All commonplaces - the details of day to day life and then you have this:
As the young birches grew taller the skin at the base of the trunks fragmented and shivered into dark and light patches. The branches showed white against black, black against white. The young twigs were fine and whip-like, dark brown with a purple gloss. As soon as the shinning leaf-buds split open the young leaves breathed out an aromatic scent, not so thick as the poplar but wilder and more memorable, the true scent of wild and lonely places. The male catkins appeared in pairs, the pale female catkins followed. The leaves, turning from bright olive to a darker green were agitated and astir even when the wind dropped. They were never strong enough to block out the light completely. The birch forest, unlike the pine forest, always gives a chance of life to whatever grows beneath it.

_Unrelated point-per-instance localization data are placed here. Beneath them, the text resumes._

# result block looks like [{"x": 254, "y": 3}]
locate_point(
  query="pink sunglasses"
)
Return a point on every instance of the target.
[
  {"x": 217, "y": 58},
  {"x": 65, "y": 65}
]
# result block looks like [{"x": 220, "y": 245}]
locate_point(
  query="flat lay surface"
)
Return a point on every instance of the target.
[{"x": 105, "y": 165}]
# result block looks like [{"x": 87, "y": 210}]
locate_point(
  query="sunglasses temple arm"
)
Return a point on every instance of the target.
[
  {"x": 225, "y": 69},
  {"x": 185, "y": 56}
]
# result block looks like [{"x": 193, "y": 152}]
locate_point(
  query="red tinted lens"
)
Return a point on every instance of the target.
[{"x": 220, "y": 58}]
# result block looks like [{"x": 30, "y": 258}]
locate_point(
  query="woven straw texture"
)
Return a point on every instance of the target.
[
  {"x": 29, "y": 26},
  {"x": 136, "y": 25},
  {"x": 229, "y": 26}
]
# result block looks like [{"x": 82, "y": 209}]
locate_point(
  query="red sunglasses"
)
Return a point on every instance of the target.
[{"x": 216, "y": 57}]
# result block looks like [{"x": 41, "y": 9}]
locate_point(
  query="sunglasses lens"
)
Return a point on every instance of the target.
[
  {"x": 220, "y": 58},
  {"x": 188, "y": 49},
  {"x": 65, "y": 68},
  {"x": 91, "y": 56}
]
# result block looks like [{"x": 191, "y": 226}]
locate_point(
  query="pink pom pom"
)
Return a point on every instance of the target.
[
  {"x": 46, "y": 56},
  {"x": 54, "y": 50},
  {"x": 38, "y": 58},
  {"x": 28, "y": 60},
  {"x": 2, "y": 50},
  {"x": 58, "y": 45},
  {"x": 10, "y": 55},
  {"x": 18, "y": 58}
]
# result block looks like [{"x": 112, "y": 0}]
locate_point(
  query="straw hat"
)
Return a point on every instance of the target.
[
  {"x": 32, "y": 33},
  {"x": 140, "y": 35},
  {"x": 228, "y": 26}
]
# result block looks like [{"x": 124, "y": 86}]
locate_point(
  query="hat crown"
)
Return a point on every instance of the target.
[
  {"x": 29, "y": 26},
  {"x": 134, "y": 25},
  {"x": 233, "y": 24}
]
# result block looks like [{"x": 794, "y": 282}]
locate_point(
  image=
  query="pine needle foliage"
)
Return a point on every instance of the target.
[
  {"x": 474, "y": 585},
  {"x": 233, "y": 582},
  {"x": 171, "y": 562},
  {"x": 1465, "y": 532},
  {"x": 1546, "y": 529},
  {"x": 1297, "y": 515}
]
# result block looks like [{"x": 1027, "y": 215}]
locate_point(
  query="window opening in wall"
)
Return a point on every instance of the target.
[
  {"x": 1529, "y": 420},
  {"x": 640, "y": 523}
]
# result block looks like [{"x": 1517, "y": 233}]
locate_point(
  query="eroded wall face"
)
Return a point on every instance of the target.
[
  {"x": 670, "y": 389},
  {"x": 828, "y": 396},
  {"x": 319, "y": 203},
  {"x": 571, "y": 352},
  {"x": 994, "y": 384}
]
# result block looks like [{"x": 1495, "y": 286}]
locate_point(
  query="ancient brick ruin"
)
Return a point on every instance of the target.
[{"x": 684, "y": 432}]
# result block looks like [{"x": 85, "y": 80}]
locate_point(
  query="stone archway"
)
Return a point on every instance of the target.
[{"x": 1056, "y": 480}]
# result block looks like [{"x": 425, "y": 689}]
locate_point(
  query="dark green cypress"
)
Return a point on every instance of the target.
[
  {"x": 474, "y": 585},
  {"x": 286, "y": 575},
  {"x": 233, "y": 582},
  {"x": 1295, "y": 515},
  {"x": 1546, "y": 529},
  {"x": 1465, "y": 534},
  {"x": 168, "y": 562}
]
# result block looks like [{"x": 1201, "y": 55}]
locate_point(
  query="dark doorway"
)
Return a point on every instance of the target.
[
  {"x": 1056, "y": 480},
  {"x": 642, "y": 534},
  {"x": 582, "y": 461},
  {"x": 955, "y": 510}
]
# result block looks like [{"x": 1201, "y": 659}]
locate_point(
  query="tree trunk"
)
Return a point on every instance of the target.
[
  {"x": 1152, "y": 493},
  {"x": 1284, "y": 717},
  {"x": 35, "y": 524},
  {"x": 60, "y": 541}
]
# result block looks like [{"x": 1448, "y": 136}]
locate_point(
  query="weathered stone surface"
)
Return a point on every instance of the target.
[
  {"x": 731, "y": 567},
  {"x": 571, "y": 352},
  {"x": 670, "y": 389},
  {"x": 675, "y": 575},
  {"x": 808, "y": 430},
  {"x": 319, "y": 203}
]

This wonderful, stunning description of trees continues for several more paragraphs, and as I re-read it, I most clearly thought of the "Rites of Spring" - I think music by Stravinsky.
And then we come to what is the heart of the novel - which I will not disclose here.
In summation of the whole I can only say - it probably comes close to one of the best novels I have ever read - and when I commented that it felt like Anna Karenina, in my notes, I was not wrong. It has the same passion and same understanding of people set in the most incredible world of a wintry Moscow and the dacha slowing decomposing back into the woods. Please read.